Use easy-to-understand, verbose, jargon- and acronym-free vocabulary. If the English dictionary is not enough to understand the underlying meaning of a function or a variable name, it is a bad sign. _https://iubmb.onlinelibrary.wiley.com/doi/10.1002/bmb.20922_; and the cost of saving a few characters may be bigger than we think.
Present/visualise information in its raw form when possible. Modern visualisation tools (e.g. ggplot2) allow the use of custom scales to visualise data. For example, for visualising p-values apply the log10_reverse scale instead of transforming the p-values in their negative-log form; for visualising (raw, scaled and/or adjusted) transcript abundance (in the form of read counts) use the log1p scale instead of transforming the data in its log (or log count-per-million) form.
Avoid the creation of temporary variables when possible.
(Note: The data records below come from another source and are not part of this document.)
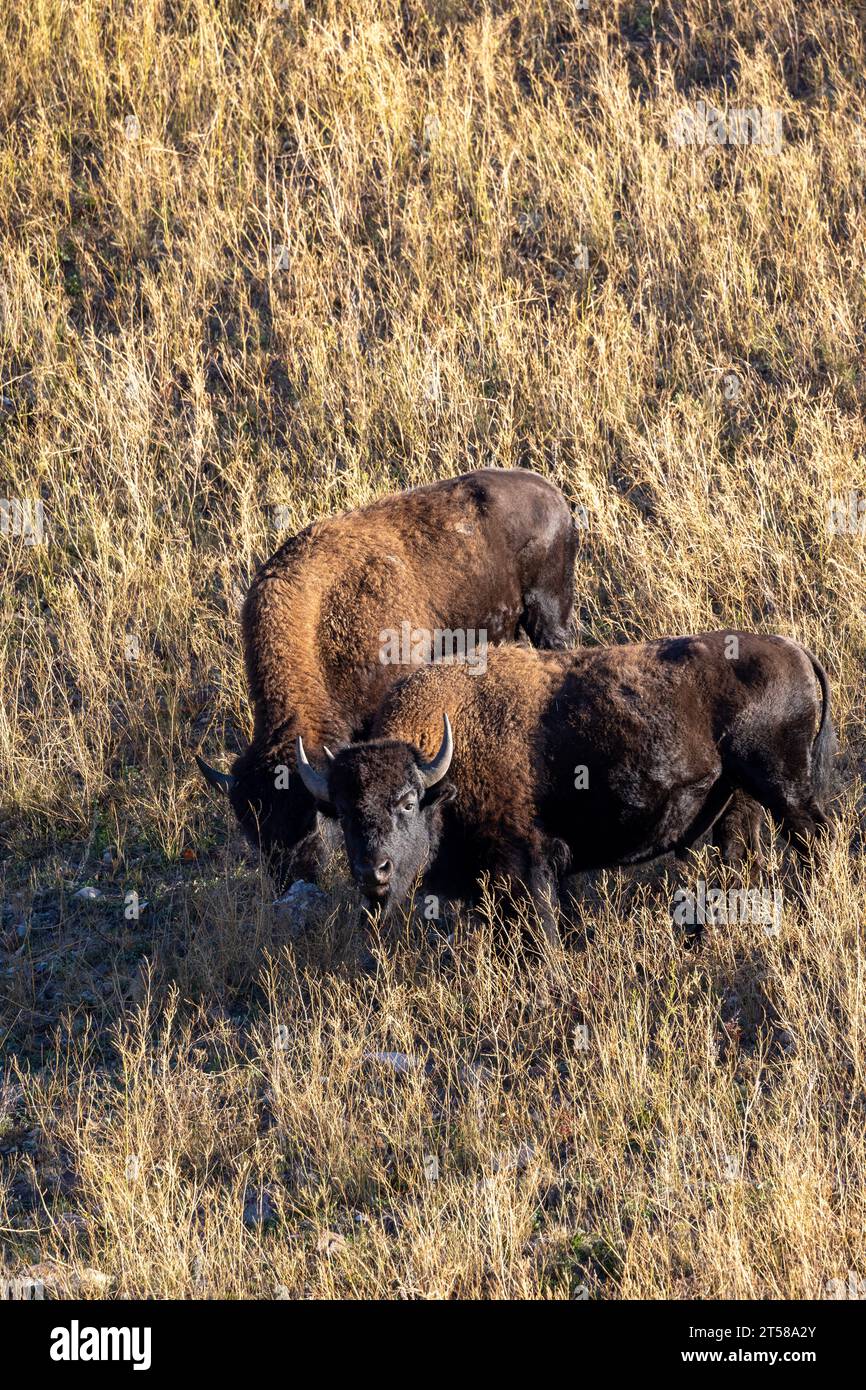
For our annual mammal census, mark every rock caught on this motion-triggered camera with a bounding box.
[274,878,328,933]
[364,1052,424,1072]
[18,1259,111,1298]
[243,1187,279,1227]
[316,1230,346,1258]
When working interactively, creating variables to store data is a bug-prone process, especially if multiple assignments are done on the same variable through the workflow. The main utility of variables should be to store data that is used more than once. Tidyverse allows complex operations to be combined in a simple way, reducing the need to create temporary variables.

Integration map

All packages are under active development, and are in a maturing lifecycle.

roadmap

There are two parts in the tidy transcriptomics ecosystem: data and analysis framework. So far, for bulk RNA sequencing both data (tidySummarizedExperiment) and analysis (tidybulk) frameworks are available. In contrast,for single cell only data frameworks are available (tidySingleCellExperiment and tidyseurat).
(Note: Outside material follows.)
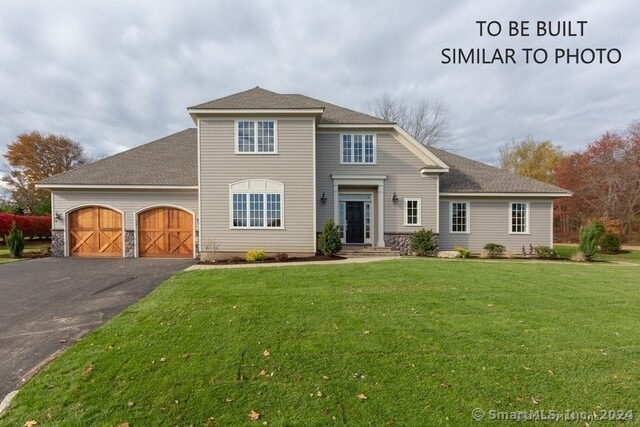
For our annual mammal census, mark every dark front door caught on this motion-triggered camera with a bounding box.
[346,202,364,243]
What data frameworks are and what they are not

Data frameworks are not data containers. Data frameworks are data-abstraction that display and manipulate your existing containers (i.e. SummarizedExperiment, SingleCellExperiment and Seurat object) in a tidy manner. Therefore there is not such a thing as tidy* object. This has the advantage of allowing you to use tidyverse on transcriptomics data without compromising your existing pipelines. That is, if a method works for SummarizedExperiment it works for its tidy representation.

Therefore, the question “can we go from tidySummarizedExperiment to SummarizedExperiment and viceversa” is not relevant, as we never leave SummarizedExperiment in the first place.
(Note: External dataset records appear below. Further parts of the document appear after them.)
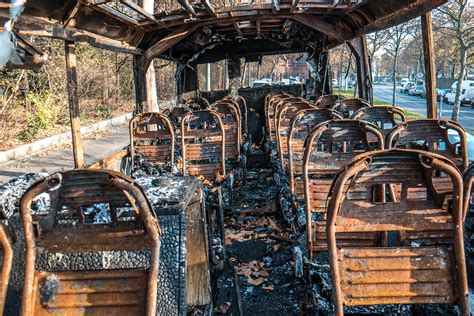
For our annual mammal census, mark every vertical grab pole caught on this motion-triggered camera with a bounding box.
[65,41,84,169]
[421,12,437,118]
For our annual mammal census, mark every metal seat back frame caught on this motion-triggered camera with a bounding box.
[275,101,316,175]
[287,108,342,199]
[315,94,345,109]
[326,149,469,316]
[303,120,384,258]
[332,98,371,118]
[0,219,13,315]
[211,101,242,161]
[385,119,469,172]
[181,110,226,181]
[351,105,407,135]
[184,97,209,110]
[129,112,175,170]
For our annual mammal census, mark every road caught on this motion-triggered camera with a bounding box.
[0,125,130,186]
[374,85,474,131]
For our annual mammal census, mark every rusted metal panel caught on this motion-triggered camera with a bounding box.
[331,98,371,118]
[129,112,175,171]
[181,110,226,181]
[303,120,384,258]
[326,149,469,315]
[20,169,161,315]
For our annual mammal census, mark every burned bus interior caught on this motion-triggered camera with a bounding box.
[0,0,474,315]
Giving a consistent interface despite different data containers

With tidy transcriptomics, we differentiate the data container from the user interface. As an analogy, if we want to see picture of cats, we don’t care that a Unix and Windows machines store information in the hard drive differently. Similarly, if we want to display, manipulate and visualise transcriptomic data, we might not care how the data is stored.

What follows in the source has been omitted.